"Where the Sandman Lives"
The third story in Junji Ito's collection Deserter is called "Where the Sandman Lives," and I don't understand the ending. I'm going to try to work through it in this post. Full spoilers for this short manga. Incidental, and I think minor, spoilers for "The Face Thief" in the same volume.
Yuji is a writer born with no internal organs and a twisted self that lives in his dreams. Lately his dream self has been trying to take over his real body, flipping it inside-out in the process. That's because both Yuji and dream-Yuji want to get with Mari, his female friend. Mari stays overnight and tries to help Yuji resist dream-Yuji, but it's no good and she's sucked into his body. Presumably she enters dream-Yuji's dream world along with Yuji, since dream-Yuji escapes Yuji by flipping their body inside out. The police come looking for Mari and dream-Yuji informs them that "she's part of my viscera now," continuing it's no good to look for her, because "She's... gone on a trip in my dream world."

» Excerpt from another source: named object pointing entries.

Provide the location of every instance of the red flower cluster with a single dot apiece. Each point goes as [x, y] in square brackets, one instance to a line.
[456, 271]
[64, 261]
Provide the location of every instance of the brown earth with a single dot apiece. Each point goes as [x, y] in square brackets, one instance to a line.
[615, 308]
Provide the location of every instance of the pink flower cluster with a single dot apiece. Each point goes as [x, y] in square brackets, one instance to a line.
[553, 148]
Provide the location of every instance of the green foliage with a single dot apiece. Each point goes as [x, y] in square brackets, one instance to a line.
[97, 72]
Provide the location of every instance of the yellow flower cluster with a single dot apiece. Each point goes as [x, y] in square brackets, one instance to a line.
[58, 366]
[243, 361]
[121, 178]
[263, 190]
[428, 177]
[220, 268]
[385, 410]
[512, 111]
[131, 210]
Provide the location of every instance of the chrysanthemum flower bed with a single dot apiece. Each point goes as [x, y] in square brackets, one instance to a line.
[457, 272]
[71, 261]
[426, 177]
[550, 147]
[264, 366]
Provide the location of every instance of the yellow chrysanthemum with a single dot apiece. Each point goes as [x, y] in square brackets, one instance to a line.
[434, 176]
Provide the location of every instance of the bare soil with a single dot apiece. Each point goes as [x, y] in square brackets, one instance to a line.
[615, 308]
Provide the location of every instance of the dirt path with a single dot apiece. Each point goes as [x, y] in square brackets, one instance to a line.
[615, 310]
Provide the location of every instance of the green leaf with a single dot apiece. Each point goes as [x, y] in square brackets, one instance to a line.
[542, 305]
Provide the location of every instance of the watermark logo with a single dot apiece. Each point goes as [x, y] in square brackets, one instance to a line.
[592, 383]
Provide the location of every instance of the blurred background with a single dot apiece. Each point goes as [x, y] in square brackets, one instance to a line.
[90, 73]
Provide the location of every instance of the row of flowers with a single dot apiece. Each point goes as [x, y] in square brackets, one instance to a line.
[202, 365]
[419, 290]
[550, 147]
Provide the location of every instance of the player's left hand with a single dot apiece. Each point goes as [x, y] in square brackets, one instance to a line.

From Mari's perspective, this ending is kind of weird. The "real ending" for Mari is two pages earlier, when she decides to stay with Yuji and join him, trapped on the inside of dream-Yuji's body in the dream world. It's a gruesome and tragic end, but also a clear positive conclusion to their love story. And this scene with the cops doesn't change either Mari's or Yuji's situation in the slightest. So why continue on these extra pages? Just to give the story a more downer feeling? I don't think so.
Now that I think of it, this seems like a sad, shaggy-dog ending from dream-Yuji's perspective. It seems reasonable to guess that while dream-Yuji lived in Yuji's dream, Yuji's world was also Yuji's dream world. So, Mari started out as a person that he could connect with only in his dreams. He tries to enter that world so that he can connect with her, and he succeeds in entering — but in doing so, traps her in his dream world again. And what may be worse, he loses her because she's so in love with "the other him," because she cares about Yuji. We don't get to see a lot of dream-Yuji in this manga, these two ending pages are all we get, so these pages matter a lot to how we understand his perspective on what happened. In this reading, the ending emphasizes and clarifies dream-Yuji's lot: He chased his dream woman and lost her in his dreams.
That would match better with my read of "The Face Thief" (the second story in the collection). "The Face Thief" shows sympathy for the 'monster' Kamei, who is not inhumanly terrible and in fact seems pretty human in her needs and, metaphorically, her tactics. So, if this was a sympathy-for-the-monster ending, that would scan.
So I think that's right. Those two final pages are there to give us dream-Yuji's perspective and re-frame the story, which otherwise is Mari and Yuji's story.